Could Agile and DevOps be to blame for banking IT failures?

Source – computerweekly.com

This is controversial and feel free to air your views or even vent your anger.

During a conversation about the TSB IT disaster a contact of mine, a senior IT professional in banking, asked a question about the link between Agile and DevOps development methods and the bank IT failures in recent years.  Legacy systems are usually blamed, but what is the role of Agile and DevOps when things go wrong?

I would be interested in hearing from other experts so please send you ideas.

This is what my contact said: “Regarding big bank systems failures in the last few years – I have been wondering for some time if there is a connection with the recent growth of agile and DevOps in banking IT.

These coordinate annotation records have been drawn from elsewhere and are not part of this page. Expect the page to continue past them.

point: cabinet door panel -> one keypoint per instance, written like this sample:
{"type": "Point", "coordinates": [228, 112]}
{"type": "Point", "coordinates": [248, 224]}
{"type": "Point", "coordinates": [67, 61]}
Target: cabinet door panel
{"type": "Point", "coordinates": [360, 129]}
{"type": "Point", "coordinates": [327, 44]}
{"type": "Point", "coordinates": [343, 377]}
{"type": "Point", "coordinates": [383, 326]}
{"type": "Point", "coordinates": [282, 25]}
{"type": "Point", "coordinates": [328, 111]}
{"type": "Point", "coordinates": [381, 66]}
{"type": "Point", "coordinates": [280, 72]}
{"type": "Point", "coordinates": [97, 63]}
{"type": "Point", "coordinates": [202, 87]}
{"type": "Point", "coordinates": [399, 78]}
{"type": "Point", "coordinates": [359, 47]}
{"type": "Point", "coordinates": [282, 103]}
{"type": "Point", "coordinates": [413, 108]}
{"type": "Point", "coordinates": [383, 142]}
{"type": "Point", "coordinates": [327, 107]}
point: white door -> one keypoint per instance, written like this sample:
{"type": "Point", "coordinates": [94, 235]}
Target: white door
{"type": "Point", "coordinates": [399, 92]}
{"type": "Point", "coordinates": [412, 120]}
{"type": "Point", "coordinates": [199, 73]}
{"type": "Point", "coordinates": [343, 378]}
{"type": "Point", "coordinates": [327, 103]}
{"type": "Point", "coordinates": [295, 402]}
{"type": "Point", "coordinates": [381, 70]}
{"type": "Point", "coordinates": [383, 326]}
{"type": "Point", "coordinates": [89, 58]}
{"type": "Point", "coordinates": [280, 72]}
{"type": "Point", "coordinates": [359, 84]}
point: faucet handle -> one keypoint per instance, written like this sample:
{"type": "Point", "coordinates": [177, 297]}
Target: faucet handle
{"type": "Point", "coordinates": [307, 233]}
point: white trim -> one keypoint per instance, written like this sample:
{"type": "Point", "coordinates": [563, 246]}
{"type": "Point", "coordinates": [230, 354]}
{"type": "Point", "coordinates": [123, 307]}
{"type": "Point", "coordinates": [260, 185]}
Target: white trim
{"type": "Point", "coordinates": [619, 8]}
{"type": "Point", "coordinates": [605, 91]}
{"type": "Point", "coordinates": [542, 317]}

In the old days systems were fully designed in advance so you could take everything into account before writing the code. Agile is just a polite way of saying everyone is playing it by ear and making it up as they go along because they don’t really know what they are building. In the past there was a strong control point between development and production so that operations could check out a system very thoroughly before letting it go live. With Agile methods undermining the full design process and devops eroding the ‘go live’ gateway, I am wondering if these new approaches have introduced systems problems that might not have arisen doing it the old fashioned way.

Taking into account the cost of such failures and consequential impact, the old fashioned ways might be cheaper overall. Hence why clunky old legacy systems in PL/1 and COBOL on mainframes generally work ok and have been around for 40 years in some cases.”